I'm returning, now, to being tentatively excited, in a very giddy and goofy way, about polyamory. That's a whole loooooong story, (maybe) for another entry. Teeny tiny baby steps there. It's very much in the background... it's not like I'm overflowing with time and resources here, aaaand I am frankly head over heels for Grant lately - though that can be hard, when he's down and distant. Both of us wonder if it would help him, too. It's easy to come up for air in a home managing, kid raising household and realize there's no space in your life to remember you're alive and a human being. If that makes any sense. He's half in a phase of thinking he's gotta work on himself first, and half thinking maybe that would be a way to grow and explore.
*I have PTSD, but it hasn't really bothered me in more than a fleeting way since last fall. For the most part I know how to manage it.
(and/)Or, find out how not long after that entry I felt pretty triggered (haha, how ironic).
That led to some serious two steps forward, one step back personal struggles (challenges? INSURMOUNTABLE BARRIERS I'VE SINCE BEEN CHINKING AWAY AT ONE CRUMB AT A TIME?!) with polyamory, as polyamory in general - even in it's infancy - has a way of highlighting every single thing you didn't know you were avoiding dealing with at once. I'm very fortunate to be so deep in a bond that allows for sharing everything patiently, even when that involves stop and starts, and backtracking... Even if we never acted on any of this we know each other so much better, now, and I feel so much closer to him. Paradoxical, I guess, but getting to the "why" underneath every scared and sad feeling is something that's taking us places we might never have gone otherwise. I feel like I'm going to understand life differently and have a different attitude as I get older, because I'm tackling this deep shit inside of me that I've never looked straight at or felt so directly and consciously, before...

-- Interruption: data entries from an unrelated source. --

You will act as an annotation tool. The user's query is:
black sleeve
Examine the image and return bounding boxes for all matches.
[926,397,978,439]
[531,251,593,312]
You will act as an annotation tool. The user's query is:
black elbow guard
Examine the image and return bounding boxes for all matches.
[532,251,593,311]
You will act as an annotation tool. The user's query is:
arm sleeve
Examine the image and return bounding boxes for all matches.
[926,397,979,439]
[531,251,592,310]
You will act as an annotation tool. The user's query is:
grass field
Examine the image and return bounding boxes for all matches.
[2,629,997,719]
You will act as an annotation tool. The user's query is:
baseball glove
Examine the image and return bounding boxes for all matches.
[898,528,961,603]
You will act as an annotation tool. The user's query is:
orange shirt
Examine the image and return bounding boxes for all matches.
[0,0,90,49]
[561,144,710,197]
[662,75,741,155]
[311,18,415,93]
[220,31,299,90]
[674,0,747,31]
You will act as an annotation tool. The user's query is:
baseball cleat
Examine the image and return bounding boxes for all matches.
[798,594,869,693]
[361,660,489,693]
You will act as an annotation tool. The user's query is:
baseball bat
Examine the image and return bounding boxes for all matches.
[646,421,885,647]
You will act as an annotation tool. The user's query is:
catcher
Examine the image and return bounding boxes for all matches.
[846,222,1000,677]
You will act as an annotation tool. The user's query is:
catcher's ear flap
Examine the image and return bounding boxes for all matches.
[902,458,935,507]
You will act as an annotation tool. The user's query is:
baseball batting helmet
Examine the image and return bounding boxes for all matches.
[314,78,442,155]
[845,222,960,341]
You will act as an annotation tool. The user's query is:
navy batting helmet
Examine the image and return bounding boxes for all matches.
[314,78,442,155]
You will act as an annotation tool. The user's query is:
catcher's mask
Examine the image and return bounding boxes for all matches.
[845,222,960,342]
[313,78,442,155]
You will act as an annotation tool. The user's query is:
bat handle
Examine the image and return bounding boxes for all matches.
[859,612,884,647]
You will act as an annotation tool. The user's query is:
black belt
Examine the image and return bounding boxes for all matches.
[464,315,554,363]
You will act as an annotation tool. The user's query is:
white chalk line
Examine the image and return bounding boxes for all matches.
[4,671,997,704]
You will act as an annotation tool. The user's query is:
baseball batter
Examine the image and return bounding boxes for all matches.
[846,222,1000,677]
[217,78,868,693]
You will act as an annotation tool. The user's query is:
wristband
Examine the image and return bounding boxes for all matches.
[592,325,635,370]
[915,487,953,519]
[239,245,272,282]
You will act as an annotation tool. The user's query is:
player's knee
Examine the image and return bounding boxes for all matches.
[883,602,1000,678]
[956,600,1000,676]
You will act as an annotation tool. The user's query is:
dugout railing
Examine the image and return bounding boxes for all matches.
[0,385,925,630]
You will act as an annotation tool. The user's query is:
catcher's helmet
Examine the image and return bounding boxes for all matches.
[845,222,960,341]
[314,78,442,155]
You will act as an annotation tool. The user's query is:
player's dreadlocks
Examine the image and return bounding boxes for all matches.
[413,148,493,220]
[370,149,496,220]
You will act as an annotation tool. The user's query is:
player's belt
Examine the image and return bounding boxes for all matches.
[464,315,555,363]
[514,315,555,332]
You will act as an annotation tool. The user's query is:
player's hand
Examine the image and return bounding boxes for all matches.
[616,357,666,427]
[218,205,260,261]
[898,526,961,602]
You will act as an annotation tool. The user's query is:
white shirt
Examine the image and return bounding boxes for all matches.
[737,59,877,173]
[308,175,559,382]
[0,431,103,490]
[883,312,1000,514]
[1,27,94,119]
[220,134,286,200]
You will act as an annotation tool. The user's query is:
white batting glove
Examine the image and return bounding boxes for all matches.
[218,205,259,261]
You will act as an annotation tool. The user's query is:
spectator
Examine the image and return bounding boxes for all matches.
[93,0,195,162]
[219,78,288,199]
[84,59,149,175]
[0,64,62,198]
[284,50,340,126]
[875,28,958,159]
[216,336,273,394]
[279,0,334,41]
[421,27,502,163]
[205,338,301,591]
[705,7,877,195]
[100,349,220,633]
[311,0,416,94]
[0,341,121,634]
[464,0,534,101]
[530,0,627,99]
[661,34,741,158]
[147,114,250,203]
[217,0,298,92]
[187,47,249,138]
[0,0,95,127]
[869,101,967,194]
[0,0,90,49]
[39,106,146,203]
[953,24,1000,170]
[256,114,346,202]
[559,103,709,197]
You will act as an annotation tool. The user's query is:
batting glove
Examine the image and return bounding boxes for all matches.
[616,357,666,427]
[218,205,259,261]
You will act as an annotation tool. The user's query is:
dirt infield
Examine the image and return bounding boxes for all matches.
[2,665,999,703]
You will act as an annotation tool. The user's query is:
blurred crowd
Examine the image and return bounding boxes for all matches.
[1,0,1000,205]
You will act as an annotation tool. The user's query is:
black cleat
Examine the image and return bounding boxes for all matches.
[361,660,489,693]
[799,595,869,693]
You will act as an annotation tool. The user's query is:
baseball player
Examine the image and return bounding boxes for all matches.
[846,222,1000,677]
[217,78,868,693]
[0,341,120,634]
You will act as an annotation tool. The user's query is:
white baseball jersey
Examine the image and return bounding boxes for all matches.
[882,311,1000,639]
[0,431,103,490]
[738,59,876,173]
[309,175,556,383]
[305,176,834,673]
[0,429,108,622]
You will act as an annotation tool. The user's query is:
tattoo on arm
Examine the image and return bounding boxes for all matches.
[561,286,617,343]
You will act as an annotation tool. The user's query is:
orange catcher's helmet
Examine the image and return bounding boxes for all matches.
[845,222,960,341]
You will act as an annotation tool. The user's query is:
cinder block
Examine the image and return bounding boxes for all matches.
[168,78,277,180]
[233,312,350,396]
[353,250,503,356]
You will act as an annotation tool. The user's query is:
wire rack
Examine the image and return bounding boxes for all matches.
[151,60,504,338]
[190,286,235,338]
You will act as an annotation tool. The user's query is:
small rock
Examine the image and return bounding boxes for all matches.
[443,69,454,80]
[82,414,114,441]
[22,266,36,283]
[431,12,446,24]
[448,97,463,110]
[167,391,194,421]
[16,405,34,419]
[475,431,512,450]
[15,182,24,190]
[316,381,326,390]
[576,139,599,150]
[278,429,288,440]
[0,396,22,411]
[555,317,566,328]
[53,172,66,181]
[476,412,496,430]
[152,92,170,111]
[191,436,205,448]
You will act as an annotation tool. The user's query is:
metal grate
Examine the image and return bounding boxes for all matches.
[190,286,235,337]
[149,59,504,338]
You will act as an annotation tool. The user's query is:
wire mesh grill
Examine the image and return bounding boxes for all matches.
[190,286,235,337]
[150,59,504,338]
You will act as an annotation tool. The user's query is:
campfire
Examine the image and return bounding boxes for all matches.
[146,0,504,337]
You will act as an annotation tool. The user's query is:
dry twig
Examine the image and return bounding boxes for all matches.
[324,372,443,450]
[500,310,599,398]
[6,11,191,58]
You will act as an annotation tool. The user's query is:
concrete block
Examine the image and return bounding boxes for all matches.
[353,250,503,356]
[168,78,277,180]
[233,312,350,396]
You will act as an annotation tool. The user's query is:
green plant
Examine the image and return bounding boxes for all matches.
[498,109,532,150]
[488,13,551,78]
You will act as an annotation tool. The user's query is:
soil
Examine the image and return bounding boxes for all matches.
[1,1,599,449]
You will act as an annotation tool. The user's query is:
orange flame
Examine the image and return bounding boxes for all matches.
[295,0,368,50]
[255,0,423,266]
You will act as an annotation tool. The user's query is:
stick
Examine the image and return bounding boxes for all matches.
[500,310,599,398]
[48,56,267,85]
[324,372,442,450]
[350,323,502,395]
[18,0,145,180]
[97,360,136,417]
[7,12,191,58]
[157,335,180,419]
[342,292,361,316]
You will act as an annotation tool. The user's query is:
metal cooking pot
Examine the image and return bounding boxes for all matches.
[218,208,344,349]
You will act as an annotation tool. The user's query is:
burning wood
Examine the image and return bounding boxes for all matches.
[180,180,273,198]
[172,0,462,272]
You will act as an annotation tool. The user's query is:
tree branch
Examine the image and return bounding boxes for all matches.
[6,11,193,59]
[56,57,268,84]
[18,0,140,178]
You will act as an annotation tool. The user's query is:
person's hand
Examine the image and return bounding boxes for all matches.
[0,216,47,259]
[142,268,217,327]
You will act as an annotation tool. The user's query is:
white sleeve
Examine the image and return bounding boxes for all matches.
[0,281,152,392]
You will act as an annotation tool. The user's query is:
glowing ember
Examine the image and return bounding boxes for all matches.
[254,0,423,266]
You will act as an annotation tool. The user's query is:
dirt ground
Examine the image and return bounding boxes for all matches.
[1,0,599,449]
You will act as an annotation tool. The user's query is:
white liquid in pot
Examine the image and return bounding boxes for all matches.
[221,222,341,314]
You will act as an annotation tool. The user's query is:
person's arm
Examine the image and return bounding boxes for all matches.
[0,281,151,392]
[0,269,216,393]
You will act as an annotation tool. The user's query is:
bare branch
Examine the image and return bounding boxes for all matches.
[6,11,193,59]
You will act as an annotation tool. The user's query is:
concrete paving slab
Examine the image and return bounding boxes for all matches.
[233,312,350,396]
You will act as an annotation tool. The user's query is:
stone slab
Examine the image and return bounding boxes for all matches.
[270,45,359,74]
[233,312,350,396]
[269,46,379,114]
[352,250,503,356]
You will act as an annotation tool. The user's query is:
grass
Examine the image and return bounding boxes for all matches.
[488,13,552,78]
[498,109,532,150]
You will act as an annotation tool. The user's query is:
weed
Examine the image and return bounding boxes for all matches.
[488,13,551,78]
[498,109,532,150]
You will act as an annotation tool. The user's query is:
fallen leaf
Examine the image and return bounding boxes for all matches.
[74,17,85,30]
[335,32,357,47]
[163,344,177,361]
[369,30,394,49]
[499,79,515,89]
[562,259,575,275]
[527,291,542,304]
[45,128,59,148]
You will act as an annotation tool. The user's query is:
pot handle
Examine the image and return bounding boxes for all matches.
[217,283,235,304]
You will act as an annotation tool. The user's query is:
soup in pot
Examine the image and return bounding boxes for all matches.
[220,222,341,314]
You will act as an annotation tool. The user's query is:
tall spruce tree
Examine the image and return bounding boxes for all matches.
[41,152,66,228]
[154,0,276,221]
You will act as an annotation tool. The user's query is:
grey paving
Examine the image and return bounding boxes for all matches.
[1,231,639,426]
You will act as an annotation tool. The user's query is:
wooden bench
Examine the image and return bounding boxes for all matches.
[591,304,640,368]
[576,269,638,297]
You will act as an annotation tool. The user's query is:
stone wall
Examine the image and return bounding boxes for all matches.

I am also pleased to report I can once again take an IQ test without any sense of personal tragedy.
Here are some pics of me and Elise around our neighborhood one weeknight, and some others from a tour G and I took of R.F. Orchids last weekend.
TL;DR - I am on a general broad upswing that involves some hard times and is not a simple curve. I travel this path with a bunch of other people who are also all on varying and irregular (usually) upward slopes. I feel good about life, and also get tired.
I will probably make a way shorter update soon, about apps I'm using and things I've recently cooked. Take heart, if this is just too damned long and convoluted and TMI.